Als der Degen mich traf, hatte ich mich nach langem Auslandsaufenthalt wieder in Deutschland etabliert. Das in der Gewissheit des Erfolgs gekaufte Landhaus war renoviert, der Garten gestaltet, das richtige Auto stand in der Garage. Im Fernsehen liefen meine Filme. In den Buchhandlungen verkauften sich meine Bücher. Die Post brachte Einladungen zu Podien, Workshops und Lesungen. Ich war in der komfortablen Lage, auch lukrative Aufträge aus Zeitmangel ablehnen zu müssen. Und wenn die Statistik auch für mich galt, hatte ich noch ein erkleckliches Stückchen Leben vor mir.
Aber nach dem Stoß war es kein Leben mehr. Es war eine verschärfte Art des Vegetierens ganz hart am Abgrund.

Angst. Lethargie. Sich in einen Kokon hüllen. Vereinsamen. Unduldsam sein. Den Tod beschwören, ihn herbeiwünschen. Fliehen in hektische Aktivitäten, die mit dem Schreiben nichts zu tun haben. Sich permanent suchen, aber nie finden. Und immer wieder flüchten, flüchten. Verluste nicht nur fürchten, sie erleiden. Und dennoch schleppte ich mich an die Maschine, saß ich dort meine Strafe ab, formulierte, korrigierte, strich, kämpfte mich zum Ende der Geschichte, die nicht nur den Selbst-, sondern den Marktwert zurück erobern sollte. Aber spätestens nach der dritten Absage wusste ich, dass die Zeiten sich ebenso wie das Papier der vergilbenden Auszeichnungen und Preise verändert hatten. Der Zug der einstigen Erfolge rostete auf dem entlegendsten Abstellgleis vor sich hin.
Dennoch: Aus der Tiefe, von dort, wo man sich einst wusste und jetzt nur noch vermutete, ertönte eine dünne Stimme, erklang zunächst nur schwacher, dann schreiender Protest. Das kann es nicht gewesen sein! Du hast die Kraft! Du kannst es immer noch! Was du brauchst, ist Mut, ist Ausdauer, ist der Hauch deines alten Selbstvertrauens! Nur wer aufgibt, verliert! Gehe endlich wieder an die Maschine und zeige, was du kannst!
Du gehst, weil du dich zwingst. Du kämpfst mit der weißen Fläche, mit dir, der du dauernd davonlaufen willst. Aber du weißt, dass es deine letzte Chance ist. Die letzte! Was dann am Ende des Kampfes heraus kommt, ist ein dicker Stapel Papier, eine Geschichte, in die du so ziemlich alles gesteckt hast, was in dir ist.

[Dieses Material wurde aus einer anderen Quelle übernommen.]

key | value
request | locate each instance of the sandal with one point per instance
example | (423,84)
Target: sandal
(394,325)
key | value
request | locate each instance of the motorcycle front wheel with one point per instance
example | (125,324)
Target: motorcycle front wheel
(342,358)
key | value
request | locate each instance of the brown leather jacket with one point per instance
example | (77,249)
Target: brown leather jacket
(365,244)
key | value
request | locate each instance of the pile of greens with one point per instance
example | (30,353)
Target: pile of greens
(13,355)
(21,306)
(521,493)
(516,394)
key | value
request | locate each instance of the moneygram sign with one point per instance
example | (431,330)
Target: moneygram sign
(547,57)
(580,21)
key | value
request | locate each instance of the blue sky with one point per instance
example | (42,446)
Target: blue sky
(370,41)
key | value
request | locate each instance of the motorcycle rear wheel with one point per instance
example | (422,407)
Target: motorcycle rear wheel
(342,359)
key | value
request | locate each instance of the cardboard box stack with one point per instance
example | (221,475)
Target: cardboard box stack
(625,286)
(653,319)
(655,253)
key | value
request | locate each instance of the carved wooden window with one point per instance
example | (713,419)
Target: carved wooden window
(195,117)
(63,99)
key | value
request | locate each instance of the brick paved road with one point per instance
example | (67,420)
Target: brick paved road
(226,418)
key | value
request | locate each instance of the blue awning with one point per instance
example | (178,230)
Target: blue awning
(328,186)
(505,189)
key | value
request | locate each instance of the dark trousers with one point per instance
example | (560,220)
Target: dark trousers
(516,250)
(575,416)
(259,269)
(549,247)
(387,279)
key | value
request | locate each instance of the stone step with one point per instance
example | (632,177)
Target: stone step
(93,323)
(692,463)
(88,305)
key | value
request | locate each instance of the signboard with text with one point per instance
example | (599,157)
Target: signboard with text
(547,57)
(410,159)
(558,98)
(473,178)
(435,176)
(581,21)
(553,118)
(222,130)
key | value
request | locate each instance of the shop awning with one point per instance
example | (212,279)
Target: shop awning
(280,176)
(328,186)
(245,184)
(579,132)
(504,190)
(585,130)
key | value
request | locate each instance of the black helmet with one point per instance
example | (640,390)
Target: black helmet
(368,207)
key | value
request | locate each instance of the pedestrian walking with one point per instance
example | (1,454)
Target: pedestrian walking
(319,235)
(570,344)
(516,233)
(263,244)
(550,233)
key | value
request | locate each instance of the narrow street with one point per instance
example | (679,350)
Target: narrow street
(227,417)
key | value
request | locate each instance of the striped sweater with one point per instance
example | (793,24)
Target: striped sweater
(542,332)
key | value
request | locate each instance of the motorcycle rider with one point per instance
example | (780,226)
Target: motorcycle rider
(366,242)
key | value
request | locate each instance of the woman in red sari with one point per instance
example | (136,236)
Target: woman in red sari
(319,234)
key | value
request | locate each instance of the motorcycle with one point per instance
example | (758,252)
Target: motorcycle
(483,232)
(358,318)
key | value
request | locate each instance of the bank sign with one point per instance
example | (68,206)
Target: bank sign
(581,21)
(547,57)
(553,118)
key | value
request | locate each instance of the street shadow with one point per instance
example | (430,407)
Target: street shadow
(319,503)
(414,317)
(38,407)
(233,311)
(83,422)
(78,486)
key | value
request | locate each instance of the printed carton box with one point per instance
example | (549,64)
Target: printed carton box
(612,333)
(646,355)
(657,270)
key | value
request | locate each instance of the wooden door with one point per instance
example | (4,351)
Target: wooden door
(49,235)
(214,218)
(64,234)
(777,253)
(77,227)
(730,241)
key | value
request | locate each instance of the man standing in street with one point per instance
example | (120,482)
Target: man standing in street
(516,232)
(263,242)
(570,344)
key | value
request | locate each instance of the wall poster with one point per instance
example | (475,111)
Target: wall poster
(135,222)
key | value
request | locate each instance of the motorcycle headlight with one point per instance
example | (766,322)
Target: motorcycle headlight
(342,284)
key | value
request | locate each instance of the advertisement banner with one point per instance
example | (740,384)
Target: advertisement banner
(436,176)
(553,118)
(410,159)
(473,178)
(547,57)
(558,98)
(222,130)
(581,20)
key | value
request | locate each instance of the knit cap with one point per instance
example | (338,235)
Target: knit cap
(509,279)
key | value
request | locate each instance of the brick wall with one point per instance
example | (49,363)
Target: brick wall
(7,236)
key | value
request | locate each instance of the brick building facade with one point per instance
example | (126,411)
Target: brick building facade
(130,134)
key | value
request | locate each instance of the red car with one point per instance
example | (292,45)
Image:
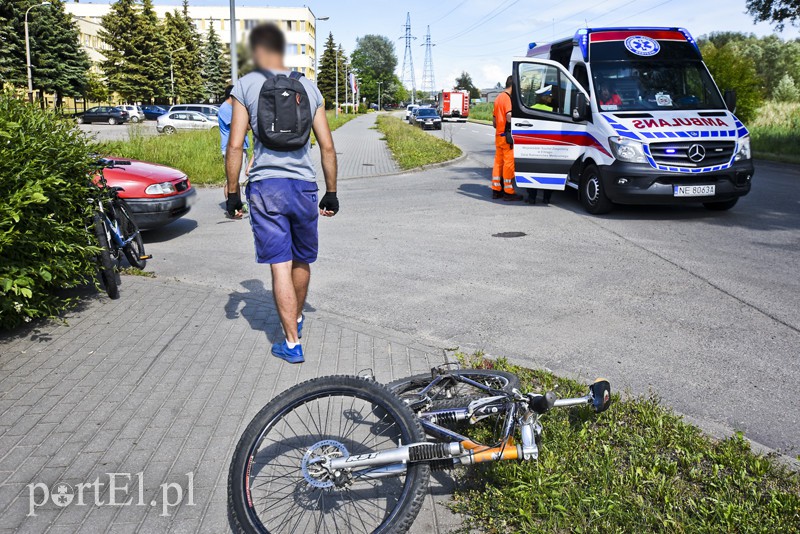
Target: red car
(157,194)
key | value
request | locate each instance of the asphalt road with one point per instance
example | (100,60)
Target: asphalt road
(700,308)
(117,132)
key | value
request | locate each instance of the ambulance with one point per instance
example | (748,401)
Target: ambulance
(627,116)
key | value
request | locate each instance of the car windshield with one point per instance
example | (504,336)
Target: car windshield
(640,85)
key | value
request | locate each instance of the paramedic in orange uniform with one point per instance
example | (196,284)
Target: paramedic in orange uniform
(503,171)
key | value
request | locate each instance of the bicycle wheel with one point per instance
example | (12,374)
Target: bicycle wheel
(134,251)
(108,278)
(451,393)
(276,483)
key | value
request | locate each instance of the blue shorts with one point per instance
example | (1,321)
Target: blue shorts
(284,216)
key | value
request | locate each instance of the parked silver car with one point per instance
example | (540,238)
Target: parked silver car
(208,110)
(171,122)
(135,113)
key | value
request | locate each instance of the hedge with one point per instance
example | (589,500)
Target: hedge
(44,187)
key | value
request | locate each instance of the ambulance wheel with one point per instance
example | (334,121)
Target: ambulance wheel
(721,206)
(593,193)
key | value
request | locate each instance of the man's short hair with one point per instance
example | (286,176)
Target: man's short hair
(269,37)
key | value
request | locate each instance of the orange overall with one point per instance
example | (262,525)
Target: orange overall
(503,171)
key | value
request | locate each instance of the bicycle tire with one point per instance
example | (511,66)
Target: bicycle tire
(108,276)
(246,483)
(134,251)
(442,399)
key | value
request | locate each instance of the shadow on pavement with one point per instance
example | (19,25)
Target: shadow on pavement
(170,231)
(255,304)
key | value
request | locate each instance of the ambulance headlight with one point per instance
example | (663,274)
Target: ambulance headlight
(627,150)
(744,149)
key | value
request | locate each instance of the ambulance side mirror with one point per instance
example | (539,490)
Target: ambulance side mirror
(730,100)
(582,111)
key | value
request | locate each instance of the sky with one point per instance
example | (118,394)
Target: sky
(482,36)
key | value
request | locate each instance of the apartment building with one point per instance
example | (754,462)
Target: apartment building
(299,24)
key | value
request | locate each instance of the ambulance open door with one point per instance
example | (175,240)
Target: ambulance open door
(550,111)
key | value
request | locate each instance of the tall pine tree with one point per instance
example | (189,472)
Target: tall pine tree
(215,74)
(153,56)
(326,80)
(122,65)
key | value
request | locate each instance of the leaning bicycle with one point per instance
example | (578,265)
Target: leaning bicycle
(347,454)
(115,230)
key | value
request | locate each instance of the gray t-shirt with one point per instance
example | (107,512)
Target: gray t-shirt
(296,164)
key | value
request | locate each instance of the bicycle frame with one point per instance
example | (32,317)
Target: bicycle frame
(454,449)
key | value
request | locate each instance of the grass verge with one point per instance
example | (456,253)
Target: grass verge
(636,468)
(195,153)
(411,147)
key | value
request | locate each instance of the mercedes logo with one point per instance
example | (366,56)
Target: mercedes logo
(696,153)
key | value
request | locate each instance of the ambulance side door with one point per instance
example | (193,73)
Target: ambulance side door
(547,140)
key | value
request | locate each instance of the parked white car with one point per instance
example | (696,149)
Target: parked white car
(171,122)
(134,112)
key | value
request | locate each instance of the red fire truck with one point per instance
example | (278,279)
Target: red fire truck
(454,105)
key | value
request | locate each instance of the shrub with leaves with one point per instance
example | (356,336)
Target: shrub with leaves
(44,187)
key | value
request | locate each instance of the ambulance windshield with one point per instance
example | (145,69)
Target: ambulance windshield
(654,85)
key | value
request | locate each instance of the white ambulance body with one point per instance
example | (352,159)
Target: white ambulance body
(629,116)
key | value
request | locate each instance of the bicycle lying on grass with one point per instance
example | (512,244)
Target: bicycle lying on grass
(347,454)
(115,231)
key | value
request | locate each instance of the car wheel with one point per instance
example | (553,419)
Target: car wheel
(721,206)
(593,193)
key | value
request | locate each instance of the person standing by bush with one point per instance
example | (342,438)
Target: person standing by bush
(281,108)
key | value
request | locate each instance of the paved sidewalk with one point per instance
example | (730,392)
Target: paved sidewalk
(163,382)
(362,152)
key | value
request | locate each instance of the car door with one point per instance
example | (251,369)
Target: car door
(547,140)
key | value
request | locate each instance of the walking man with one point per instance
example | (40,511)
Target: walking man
(282,108)
(224,121)
(503,171)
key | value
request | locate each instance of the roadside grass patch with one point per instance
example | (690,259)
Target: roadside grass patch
(411,147)
(775,133)
(638,467)
(195,153)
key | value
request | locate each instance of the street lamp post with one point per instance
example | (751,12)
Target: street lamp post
(28,50)
(172,74)
(316,53)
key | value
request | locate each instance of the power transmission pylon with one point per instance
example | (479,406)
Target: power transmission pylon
(428,79)
(408,61)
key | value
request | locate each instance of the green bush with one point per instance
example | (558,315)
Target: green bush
(44,246)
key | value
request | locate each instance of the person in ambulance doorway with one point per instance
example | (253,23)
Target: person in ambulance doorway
(544,102)
(503,171)
(609,98)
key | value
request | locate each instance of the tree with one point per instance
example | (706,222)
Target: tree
(778,12)
(326,80)
(215,73)
(374,60)
(464,83)
(153,60)
(182,39)
(731,70)
(786,90)
(122,65)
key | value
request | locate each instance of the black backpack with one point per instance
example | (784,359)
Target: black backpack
(284,113)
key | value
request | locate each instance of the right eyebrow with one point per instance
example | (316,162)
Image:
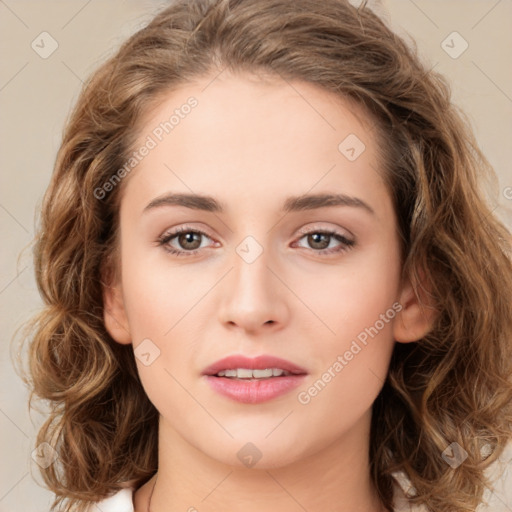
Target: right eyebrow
(291,204)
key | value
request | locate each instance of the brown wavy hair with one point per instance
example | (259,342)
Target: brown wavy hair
(453,385)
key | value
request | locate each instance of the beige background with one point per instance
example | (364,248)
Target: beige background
(36,95)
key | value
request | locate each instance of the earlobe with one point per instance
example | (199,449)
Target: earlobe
(114,315)
(416,317)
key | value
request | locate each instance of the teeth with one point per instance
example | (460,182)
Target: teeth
(245,373)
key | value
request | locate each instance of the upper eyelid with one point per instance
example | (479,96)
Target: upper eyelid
(172,233)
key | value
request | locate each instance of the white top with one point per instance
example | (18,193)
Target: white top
(500,500)
(122,501)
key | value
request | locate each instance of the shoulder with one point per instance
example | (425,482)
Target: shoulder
(495,499)
(121,501)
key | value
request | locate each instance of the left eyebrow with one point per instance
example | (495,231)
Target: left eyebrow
(291,204)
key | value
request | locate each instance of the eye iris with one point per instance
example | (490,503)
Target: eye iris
(313,239)
(188,237)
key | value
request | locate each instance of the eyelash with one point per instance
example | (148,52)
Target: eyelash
(164,240)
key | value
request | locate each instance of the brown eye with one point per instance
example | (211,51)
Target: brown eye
(319,241)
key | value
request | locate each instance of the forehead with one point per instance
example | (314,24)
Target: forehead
(256,138)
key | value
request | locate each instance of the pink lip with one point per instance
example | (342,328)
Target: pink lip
(253,391)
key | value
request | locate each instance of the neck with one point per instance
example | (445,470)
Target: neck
(189,480)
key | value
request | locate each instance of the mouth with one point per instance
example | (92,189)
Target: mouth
(253,380)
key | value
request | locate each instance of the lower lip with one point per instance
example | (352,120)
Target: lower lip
(254,391)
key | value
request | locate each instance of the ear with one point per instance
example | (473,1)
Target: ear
(417,315)
(114,314)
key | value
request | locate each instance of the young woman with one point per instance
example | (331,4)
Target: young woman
(271,279)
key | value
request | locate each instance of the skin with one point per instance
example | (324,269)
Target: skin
(250,144)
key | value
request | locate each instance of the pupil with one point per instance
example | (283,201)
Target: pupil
(189,238)
(316,236)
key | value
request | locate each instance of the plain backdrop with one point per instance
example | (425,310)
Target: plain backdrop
(37,91)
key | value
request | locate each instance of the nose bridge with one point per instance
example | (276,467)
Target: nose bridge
(251,272)
(253,298)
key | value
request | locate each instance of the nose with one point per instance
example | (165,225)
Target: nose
(253,297)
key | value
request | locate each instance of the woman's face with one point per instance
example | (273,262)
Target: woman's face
(267,265)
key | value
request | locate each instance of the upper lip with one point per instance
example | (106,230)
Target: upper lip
(256,363)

"Irrer Plot", sagt dein Agent, der trotz der langen Agonie immer wieder mal wegen der "alten Zeiten" angerufen hat. "Ein hervorragender Roman", sagt er. "Den verkaufe ich mit links".

Das hoffe ich. Noch mehr jedoch, das die verdammte Segunda de verdad ein dunkler Punkt im Kosmos meiner Erinnerung bleibt.